Turner Ashby had been appointed brigadier general just two weeks earlier. He was 33, the most celebrated Confederate cavalry officer in the Shenandoah Valley, the man Stonewall Jackson relied on to screen his army's movements and confuse Union pursuers. On June 6, 1862, on a farm just outside Harrisonburg called Good's Farm, his horse was shot out from under him. Ashby got up, drew his sword, and moved forward on foot to rally the men of his line. "Forward my brave men!" he shouted - and then a bullet went directly through his heart. Whose bullet it was has never been settled. The skirmish itself was minor. The death of Turner Ashby was not.
On the morning of June 6, 1862, a company of the 1st New Jersey Cavalry pursued Confederate scouts from Harrisonburg out toward Good's Farm. The scouts were bait. Infantry of the 58th Virginia waited behind stone walls on either side of the road. When the Union horsemen reached the ambush point, the rifles came up. The Jersey cavalry pulled back and notified Colonel Percy Wyndham, who brought up reinforcements and charged a wooded hill where Ashby's 7th Virginia Cavalry had blocked the road. Wyndham dismounted to lead his men into the trees, but the concealed Confederate infantry caught them in another fusillade, and Ashby's cavalry began flanking them. The Jersey troopers broke in a disorganized retreat. They left behind Wyndham, three captains, and a portion of their men - along with their regimental colors.
Colonel Thomas L. Kane of the 13th Pennsylvania Reserves - the Bucktails, named for the deer tails they wore in their hats - received permission from Brigadier General George D. Bayard to advance and rescue the wounded. Bayard brought up cavalry and infantry together. From a vantage point, he watched Confederate reinforcements from the 1st Maryland Infantry arrive and ordered the cavalry to fall back. He sent a messenger to Kane, who had already entered the woods. The Bucktails took position behind trees at the wood's edge and began firing into the advancing Confederates with the marksmanship that gave the regiment its reputation. Their fire stopped the Confederate advance and began inflicting casualties. Ashby's horse went down. He continued forward on foot.
Ashby was rallying his line when he was shot through the heart. He died instantly. Soldiers of the 13th Pennsylvania Reserves later claimed credit for the killing shot. Other accounts pointed to friendly fire from his own men in the confusion. The truth is now unrecoverable. What followed was a Confederate counterattack. The 58th Virginia and the 1st Maryland Infantry pressed the position. The Bucktails were flanked and outnumbered, and they fell back. Colonel Kane was shot in the leg and captured, along with Captain Charles Frederick Taylor. Ashby's body was carried off the field by his men. He was 33 years old. The promotion to brigadier general, which he had not yet had time to celebrate, was made moot.

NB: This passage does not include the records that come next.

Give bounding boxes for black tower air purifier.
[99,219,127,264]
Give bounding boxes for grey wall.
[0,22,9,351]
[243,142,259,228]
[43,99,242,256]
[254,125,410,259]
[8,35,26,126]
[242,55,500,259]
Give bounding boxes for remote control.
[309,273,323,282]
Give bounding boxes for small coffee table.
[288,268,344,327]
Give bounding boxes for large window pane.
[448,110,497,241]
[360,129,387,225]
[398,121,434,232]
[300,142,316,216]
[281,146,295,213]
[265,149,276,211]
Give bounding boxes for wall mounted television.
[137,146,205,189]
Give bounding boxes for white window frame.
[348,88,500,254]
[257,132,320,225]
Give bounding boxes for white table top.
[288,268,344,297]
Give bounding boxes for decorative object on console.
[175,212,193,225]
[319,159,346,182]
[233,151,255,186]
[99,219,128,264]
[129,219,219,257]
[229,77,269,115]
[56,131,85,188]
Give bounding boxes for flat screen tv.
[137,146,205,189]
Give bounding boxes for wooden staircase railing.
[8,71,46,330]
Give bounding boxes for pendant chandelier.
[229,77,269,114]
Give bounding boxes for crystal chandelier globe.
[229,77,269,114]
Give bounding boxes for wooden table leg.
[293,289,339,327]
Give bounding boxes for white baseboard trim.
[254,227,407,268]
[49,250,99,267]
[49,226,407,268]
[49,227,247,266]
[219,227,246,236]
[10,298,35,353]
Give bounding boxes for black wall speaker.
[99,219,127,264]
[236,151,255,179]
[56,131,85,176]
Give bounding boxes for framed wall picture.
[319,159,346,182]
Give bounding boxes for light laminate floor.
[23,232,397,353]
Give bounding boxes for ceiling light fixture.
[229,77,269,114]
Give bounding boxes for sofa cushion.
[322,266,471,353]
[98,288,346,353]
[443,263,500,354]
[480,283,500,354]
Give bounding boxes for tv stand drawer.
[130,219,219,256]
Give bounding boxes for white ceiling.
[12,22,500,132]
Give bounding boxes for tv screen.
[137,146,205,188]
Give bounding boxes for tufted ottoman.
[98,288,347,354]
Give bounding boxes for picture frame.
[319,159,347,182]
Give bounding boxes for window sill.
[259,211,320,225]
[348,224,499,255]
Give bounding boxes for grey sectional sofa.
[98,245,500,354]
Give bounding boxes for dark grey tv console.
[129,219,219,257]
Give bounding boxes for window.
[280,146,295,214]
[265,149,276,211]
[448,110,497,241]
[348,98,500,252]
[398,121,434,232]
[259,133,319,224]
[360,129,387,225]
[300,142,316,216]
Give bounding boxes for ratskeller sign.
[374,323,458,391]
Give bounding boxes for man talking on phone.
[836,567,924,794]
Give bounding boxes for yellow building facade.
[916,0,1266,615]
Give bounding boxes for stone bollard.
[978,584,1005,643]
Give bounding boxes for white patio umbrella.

Tactically, Good's Farm was inconclusive - both sides claimed something, neither side won decisively. But Ashby's death rippled outward. Stonewall Jackson wrote of him as an irreplaceable loss; the Valley Campaign continued, but without the cavalry screen Ashby had provided. Confederate memorial culture, after the war, made Ashby into a romantic icon - the Black Knight of the Confederacy, in some accounts - and a monument now stands at the spot where he fell on the edge of Harrisonburg. The men he was leading died alongside him in numbers historians have not always bothered to count. The Bucktails who fired the volley that may have killed him went on to other battles - many to die at Gettysburg the following summer. The skirmish at Good's Farm is a small example of how Civil War history can hinge on whose names happen to get written down.
Located at 38.4233N, 78.8645W on the eastern outskirts of Harrisonburg, Virginia, in the Shenandoah Valley. The battle site is now residential and commercial frontage. Recommended viewing altitude is 3,500 to 5,500 feet for an overhead of Harrisonburg and the surrounding agricultural Valley. The Blue Ridge rises to the east, Massanutten Mountain to the north. Nearest airport is Shenandoah Valley Regional (KSHD) about 10 nm south. Watch for valley haze in summer.